According to reports, Google has removed multiple android apps from its Play Store on the pretext that they were allegedly ‘dodgy’. Tech experts and security researchers suggest that people who have already downloaded the apps should delete them with priority to safeguard themselves against the ‘malicious applications’.
According to reports, Google recently learnt that the newly removed apps functioned on a software that could forward ‘unwarranted adverts and intrusive browser redirects’ to users without them having clicked any links. Moreover, the discovery was made by WhiteOps who expressed concerns that the developers of these apps were allegedly linked to a criminal group. They elaborated that the dodgy software was initially uploaded to primarily target the beauty and selfie market via Google’s Play Store in January of 2019.

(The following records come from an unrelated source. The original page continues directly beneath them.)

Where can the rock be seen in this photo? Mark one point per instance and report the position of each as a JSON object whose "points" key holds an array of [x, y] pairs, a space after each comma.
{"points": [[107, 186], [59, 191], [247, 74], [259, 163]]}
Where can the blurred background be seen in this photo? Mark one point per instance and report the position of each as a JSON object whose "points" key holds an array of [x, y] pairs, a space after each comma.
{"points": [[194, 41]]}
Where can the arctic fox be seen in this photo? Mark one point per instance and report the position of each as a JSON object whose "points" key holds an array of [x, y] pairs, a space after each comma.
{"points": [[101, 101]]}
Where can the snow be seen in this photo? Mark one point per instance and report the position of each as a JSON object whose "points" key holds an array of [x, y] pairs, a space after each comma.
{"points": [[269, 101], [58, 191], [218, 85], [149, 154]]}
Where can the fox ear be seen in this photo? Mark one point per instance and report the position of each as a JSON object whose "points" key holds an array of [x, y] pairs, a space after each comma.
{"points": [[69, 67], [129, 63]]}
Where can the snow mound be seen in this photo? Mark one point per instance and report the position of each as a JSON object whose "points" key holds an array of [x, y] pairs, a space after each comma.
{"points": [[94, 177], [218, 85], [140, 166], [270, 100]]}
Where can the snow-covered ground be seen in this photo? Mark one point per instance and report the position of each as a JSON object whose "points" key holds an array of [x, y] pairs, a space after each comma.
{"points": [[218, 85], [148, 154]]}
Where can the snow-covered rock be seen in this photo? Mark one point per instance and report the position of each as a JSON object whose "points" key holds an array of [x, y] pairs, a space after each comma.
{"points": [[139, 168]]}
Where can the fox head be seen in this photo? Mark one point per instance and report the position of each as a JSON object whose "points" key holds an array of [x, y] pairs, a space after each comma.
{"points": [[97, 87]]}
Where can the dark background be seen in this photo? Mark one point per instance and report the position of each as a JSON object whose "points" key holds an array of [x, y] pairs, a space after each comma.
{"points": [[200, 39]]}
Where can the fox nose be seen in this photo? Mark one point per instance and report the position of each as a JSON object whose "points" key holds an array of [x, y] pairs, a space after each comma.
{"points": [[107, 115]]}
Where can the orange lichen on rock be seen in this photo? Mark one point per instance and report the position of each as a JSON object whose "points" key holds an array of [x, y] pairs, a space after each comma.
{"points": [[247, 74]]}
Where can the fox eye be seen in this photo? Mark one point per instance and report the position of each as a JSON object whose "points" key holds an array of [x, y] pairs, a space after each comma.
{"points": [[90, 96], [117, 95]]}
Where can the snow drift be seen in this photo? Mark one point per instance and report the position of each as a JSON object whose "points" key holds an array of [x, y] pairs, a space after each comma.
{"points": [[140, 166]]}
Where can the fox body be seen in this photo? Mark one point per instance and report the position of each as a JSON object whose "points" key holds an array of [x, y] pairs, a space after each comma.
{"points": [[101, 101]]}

It was further reported that although Google’s protection service had deleted most of the suspicious apps weeks into their initial uploads in lieu of their malicious nature, most such applications lasted for approximately seventeen days before they were eventually deleted. In addition to this, they still managed to amass almost 0.5 million [or 5 lakh] downloads which made the cyber attacks extremely serious. However, the criminal groups allegedly managed to bypass Google’s security by either deleting or hiding the malicious code(s), which meant that they could re-enable the suspicious app at any point.

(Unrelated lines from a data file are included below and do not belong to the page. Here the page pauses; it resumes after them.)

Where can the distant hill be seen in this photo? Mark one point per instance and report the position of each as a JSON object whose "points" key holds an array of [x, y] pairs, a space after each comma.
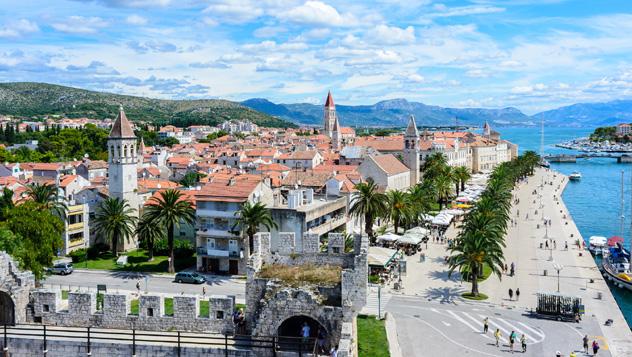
{"points": [[589, 114], [391, 113], [35, 99]]}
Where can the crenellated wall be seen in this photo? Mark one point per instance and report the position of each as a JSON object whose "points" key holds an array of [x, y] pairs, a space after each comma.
{"points": [[81, 311]]}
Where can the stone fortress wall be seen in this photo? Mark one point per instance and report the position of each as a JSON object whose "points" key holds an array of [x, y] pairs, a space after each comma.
{"points": [[81, 311], [269, 303]]}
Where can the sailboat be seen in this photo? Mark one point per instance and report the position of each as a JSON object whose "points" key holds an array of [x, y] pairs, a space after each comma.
{"points": [[543, 161], [616, 264]]}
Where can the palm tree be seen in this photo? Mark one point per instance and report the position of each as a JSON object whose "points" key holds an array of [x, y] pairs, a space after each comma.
{"points": [[149, 232], [249, 218], [169, 209], [398, 207], [463, 174], [369, 204], [115, 220], [443, 189], [47, 196]]}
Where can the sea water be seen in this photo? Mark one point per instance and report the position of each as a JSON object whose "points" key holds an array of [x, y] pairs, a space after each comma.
{"points": [[595, 200]]}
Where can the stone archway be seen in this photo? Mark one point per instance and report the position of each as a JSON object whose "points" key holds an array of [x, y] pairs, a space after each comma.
{"points": [[7, 309]]}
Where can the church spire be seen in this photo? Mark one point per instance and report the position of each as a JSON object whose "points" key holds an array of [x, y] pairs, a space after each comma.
{"points": [[122, 128]]}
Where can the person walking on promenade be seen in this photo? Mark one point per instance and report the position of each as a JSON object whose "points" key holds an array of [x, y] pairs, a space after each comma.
{"points": [[498, 335], [585, 340]]}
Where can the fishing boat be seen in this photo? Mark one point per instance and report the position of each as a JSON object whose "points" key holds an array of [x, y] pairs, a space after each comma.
{"points": [[597, 245], [616, 267]]}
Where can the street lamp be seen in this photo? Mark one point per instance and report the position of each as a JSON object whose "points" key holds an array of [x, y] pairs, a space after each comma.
{"points": [[558, 268]]}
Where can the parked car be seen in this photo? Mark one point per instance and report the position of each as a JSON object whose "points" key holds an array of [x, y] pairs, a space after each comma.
{"points": [[61, 269], [193, 278]]}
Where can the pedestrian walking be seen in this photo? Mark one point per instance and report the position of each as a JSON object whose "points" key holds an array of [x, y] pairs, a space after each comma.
{"points": [[585, 340], [595, 347], [498, 335]]}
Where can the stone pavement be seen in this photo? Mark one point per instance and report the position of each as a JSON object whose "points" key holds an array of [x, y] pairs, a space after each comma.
{"points": [[430, 280]]}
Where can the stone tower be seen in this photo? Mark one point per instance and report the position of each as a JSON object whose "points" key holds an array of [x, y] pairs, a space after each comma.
{"points": [[330, 115], [122, 165], [411, 150], [336, 136]]}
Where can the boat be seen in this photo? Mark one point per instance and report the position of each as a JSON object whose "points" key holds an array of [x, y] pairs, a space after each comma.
{"points": [[575, 176], [598, 245], [616, 267]]}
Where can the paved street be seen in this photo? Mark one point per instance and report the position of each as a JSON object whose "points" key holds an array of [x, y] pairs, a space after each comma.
{"points": [[422, 324], [164, 284]]}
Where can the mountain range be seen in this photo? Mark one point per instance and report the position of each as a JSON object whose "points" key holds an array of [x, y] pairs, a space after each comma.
{"points": [[29, 99], [395, 112]]}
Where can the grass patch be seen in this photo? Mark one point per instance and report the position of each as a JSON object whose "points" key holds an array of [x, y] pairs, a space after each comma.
{"points": [[134, 307], [372, 339], [469, 296], [299, 275], [204, 310], [168, 306], [487, 271], [137, 260]]}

According to reports of the Express, Google has permanently removed thirty-eight apps from its Play Store although they had reportedly been downloaded almost 20 million times by the smartphone user. Moreover, WhiteOps elaborated on their website that that White Ops Satori Threat Intelligence and Research Team has managed to identify and track a ‘fraud operation that rendered fraudulent advertising in users’ devices’. They clarified that the apps had been downloaded up to 20 million times.
They further added that apart from their fraudulent nature, these apps primarily targeted beauty as they purported to be selfie apps providing an array of beauty filters for users’ pictures while also showing unnecessary ads which made it nearly impossible to remove the apps, once downloaded. The apps which have reportedly been banned on Play Store include the following as confirmed by WhiteOps:
- Yoroko Camera – INSTALLS 100,000
- Solu Camera – INSTALLS 500,000
- Lite Beauty Camera – INSTALLS 1 million
- Beauty Collage Lite – INSTALLS 500,000
- Beauty & Filters Camera – INSTALLS 1 million
- Photo Collage & Beauty Camera – INSTALLS 100,0000
- Beauty Camera Selfie Filter – INSTALLS 10,000
- Gaty Beauty Camera – INSTALLS 500,000
- Pand Selife Beauty Camera – INSTALLS 50,000
- Catoon Photo Editor & Selfie Beauty Camera – INSTALLS 1 million
- Benbu Selife Beauty Camera – INSTALLS 1 million
- Pinut Selife Beauty Camera & Photo Editor – INSTALLS 1 million
- Mood Photo Editor & Selife Beauty Camera – INSTALLS 500,000
- Rose Photo Editor & Selfie Beauty Camera – INSTALLS 1 million
- Selife Beauty Camera & Photo Editor – INSTALLS 100,000
- Fog Selife Beauty Camera – INSTALLS 100,000
- First Selife Beauty Camera & Photo Editor – INSTALLS 5000,000
- Vanu Selife Beauty Camera – INSTALLS 100,000
- Sun Pro Beauty Cameraa – INSTALLS 1 million
- Funny Sweet Beauty Camera – INSTALLS 500,000
- Little Bee Beauty Camera – INSTALLS 1 million
- Beauty Camera & Photo Editor Pro – INSTALLS 1 million
- Grass Beauty Camera – INSTALLS 1 million
- Ele Beauty Camera – INSTALLS 1 million
- Flower Beauty Camera – INSTALLS 100,000
- Best Selfie Beauty Camera – INSTALLS 1 million
- Orange Camera – INSTALLS 500,000
- Sunny Beauty Camera – INSTALLS 1 million
- Pro Selfie Beauty Camera – INSTALLS 500,000
- Selfie Beauty Camera Pro – INSTALLS 1 million
- Elegant Beauty Cam-2019 – INSTALLS 50,000
According to reports, security researchers suggest that before downloading any apps in the future, users should first check if the developer is a reputable one. They caution that reading reviews posted by other users can help to identify if the app should be ignored. They added that apps that often show low scores and complaints by user most probably suggest that it might be ‘dodgy’.